Working-class organisation in mid-Victorian Britain
By the 1870s most of the characteristic institutions of the modern British labour movement were already in existence. The granting of the vote to a section of the urban working class in the Reform Act of 1867 symbolised the emergence of an arena of political and social freedom within which a small elite of working men could claim citizenship and corporate status. The claim was staked out partly in the language and politics of popular Liberalism, partly in the intricate expanding network of working-class organisation - co- operatives, friendly societies, clubs and, above all, trade unions. The previous quarter century had seen the widespread establishment of local Trades Councils and, in 1868, the TUC. Modern unions in the engineering, building and other craft industries are the direct ancestors of national organisations first established between 1850 and the 1870s. In cotton, coal and iron stable trade unionism and collective bargaining first developed in these years. And it was in the early 1870s that the unions, for the first time, secured a satisfactory legal status. What sort of people inhabited this emergent 'world of labour'? What were their beliefs and aspirations? And how did they negotiate a place for themselves and their institutions within the larger structures of inequality, exploitation, poverty and oppression which characterised the social order of mid-Victorian Britain?

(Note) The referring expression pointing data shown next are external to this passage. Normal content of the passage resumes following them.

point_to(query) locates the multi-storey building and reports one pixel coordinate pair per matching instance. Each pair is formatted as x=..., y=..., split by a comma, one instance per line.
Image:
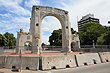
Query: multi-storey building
x=86, y=19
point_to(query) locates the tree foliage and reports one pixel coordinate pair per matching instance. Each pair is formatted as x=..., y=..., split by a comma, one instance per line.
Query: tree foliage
x=57, y=37
x=89, y=32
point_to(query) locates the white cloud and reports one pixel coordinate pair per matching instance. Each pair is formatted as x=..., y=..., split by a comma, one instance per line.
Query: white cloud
x=100, y=9
x=30, y=3
x=21, y=20
x=14, y=7
x=5, y=15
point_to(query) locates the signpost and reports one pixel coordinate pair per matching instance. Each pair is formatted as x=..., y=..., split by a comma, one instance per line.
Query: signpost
x=20, y=59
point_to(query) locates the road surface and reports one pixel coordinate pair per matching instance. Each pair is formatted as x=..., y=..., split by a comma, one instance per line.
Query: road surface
x=97, y=68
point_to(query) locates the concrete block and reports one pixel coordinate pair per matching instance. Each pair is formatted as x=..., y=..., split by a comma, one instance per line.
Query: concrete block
x=58, y=61
x=2, y=61
x=30, y=62
x=105, y=56
x=88, y=59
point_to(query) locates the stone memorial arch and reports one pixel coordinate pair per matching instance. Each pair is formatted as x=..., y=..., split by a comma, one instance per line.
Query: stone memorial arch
x=34, y=35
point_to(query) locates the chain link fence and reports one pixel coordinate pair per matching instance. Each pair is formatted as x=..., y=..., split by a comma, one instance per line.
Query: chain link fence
x=91, y=48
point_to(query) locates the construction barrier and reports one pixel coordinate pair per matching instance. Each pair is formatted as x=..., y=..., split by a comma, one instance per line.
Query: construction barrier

The mid-Victorian economy presented an anarchic mixture of the old and the new. Steam power and the factory had revolutionised the division of labour in the textile industry. But the dream of the 1840s, of the self-acting machine which would finally liberate capital from its dependence on the skills of intractable human beings, proved elusive. Even in the textile factories skilled labour was not eliminated. Often, steam power worked to increase, rather than reduce, the demand for both skilled craft labour and brute muscle power.